Cannabis as medicine: facilitating the dispensing of hemp as a medicinal product, including in the form of flowers

Those who want or need to consume medicines containing THC have a hard time. This is because special licenses are required. This makes it very time-consuming for doctors, and so it rarely happens. There are only THC drops, flowers are not available, the costs are high and are not necessarily covered by health insurance. The motion 14.4164 “Cannabis for the seriously ill” of the then National Councilor Margrit Kessler (GLP) was accepted by the National Council and the Council of States in 2015 - but nothing has changed.

The SGK-N has now followed up with Motion 18.3389 of May 2018: “Medical dispensing of cannabis as a medicine to the chronically ill. Lower healthcare costs and less bureaucracy.” The vote was 21 yes, 0 no, 3 abstentions - so something may be possible in this area. On 9/19/18, this bill is on the agenda of the National Council. (For this, the parliamentary initiative 17.439 by National Councilor Thomas Ammann (CVP) from May 2017 was withdrawn).
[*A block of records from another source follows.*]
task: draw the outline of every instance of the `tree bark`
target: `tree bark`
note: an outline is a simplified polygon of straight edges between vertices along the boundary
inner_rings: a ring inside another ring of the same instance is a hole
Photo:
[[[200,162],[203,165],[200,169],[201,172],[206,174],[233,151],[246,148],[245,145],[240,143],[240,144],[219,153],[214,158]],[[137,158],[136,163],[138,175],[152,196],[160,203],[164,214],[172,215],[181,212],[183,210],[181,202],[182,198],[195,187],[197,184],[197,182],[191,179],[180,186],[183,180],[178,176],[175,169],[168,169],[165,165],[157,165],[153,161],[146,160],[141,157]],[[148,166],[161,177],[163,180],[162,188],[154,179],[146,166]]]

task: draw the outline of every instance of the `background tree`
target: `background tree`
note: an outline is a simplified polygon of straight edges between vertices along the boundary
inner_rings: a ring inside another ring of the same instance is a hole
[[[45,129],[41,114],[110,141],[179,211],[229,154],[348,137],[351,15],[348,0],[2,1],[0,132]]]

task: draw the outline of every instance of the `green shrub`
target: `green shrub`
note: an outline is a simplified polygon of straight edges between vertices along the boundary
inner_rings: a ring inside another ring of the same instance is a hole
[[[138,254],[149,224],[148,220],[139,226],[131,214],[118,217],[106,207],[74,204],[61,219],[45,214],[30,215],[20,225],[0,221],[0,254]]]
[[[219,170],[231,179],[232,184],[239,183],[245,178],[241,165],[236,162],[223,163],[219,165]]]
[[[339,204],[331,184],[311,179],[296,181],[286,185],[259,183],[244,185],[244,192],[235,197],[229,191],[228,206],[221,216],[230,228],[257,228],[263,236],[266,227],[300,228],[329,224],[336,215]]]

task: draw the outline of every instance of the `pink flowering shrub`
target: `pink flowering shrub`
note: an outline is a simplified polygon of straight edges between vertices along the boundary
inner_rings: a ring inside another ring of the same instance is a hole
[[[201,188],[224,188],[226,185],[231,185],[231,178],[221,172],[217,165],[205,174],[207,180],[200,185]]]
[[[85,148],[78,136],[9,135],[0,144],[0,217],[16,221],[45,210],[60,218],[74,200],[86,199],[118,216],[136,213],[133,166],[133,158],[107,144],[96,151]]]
The Federal Council ordered clarifications in July 2018: Cannabis flowers as an alternative to cannabis tinctures or synthesized cannabis, as well as clarification of the assumption of costs. The Federal Department of Home Affairs (FDHA) must now prepare a consultation draft by summer 2019 to facilitate access to medicinal cannabis. After the consultation, the Federal Council could then bring this business to parliament (hardly before 2020).

Hemp Law

New hemp law: Legalization in principle as for alcohol and tobacco, with own regulations The best thing would be for parliament to take cannabis out of NarcA, provide for it in its own hemp law, and create something similar to the alcohol law. But so far, all attempts have failed because of the National Council. Only the fixed penalties for cannabis use passed this council, albeit very narrowly. A real decriminalization has a very hard time here.

With the parliamentary initiative 17.440 “Federal Law on Hemp Regulation (New Swiss Hemp Law)” by National Councilor Maya Graf (Greens), a new attempt was made. The goal is to replace hemp prohibition with a legal approach with specific regulations.

But already at the SGK-N the bill failed: With 14 no against 11 yes, it was rejected in May 2018. There is not much hope for a better result in the National Council: as we have seen, the SGK-N is still quite a bit more open than the National Council.

(Incidentally, the Youth Parliament has also made a similar demand: 16.2016 Regulated decriminalization of cannabis use from November 2016).

In addition, National Councilor Heinz Siegenthaler (BDP) submitted Motion 18.3150 “Equal treatment of cannabis and high-proof alcohol” in March 2018, but it has not yet been addressed.

Another corresponding motion was announced from GLP circles in July 2018.


Hemp Initiative: Constitutional initiative to introduce a basis for a hemp law As a reaction to the No of the National Council in 2004, the last hemp initiative was launched. In November 2008, it was put to the vote, with 36.7 % of the voters voting in favor. Since then, almost 10 years have passed. So maybe we could dare to go this way again? If the parliament does not manage to pass a reasonable solution, then perhaps the voters could initiate this?

But it is a big job to collect and certify 100,000 signatures. An even bigger job follows immediately if one wants to lead a reasonable referendum campaign. Very few initiatives are accepted, and even if they are, the parliament has to pass implementing legislation - which sometimes has little to do with the content of the popular initiative.

An initiative can force a public discussion on the topic (if you manage to collect it). But a good campaign needs a lot of money, active people - and they also need to want something in common, to agree on the central issues of legalization. Not an easy undertaking!

Our initiative working group has also found this out: Some only want to participate if there is already a lot of money. Others are in favor, but do not want to get involved publicly. Finally, there are also those who would prefer to discuss the text for a while longer.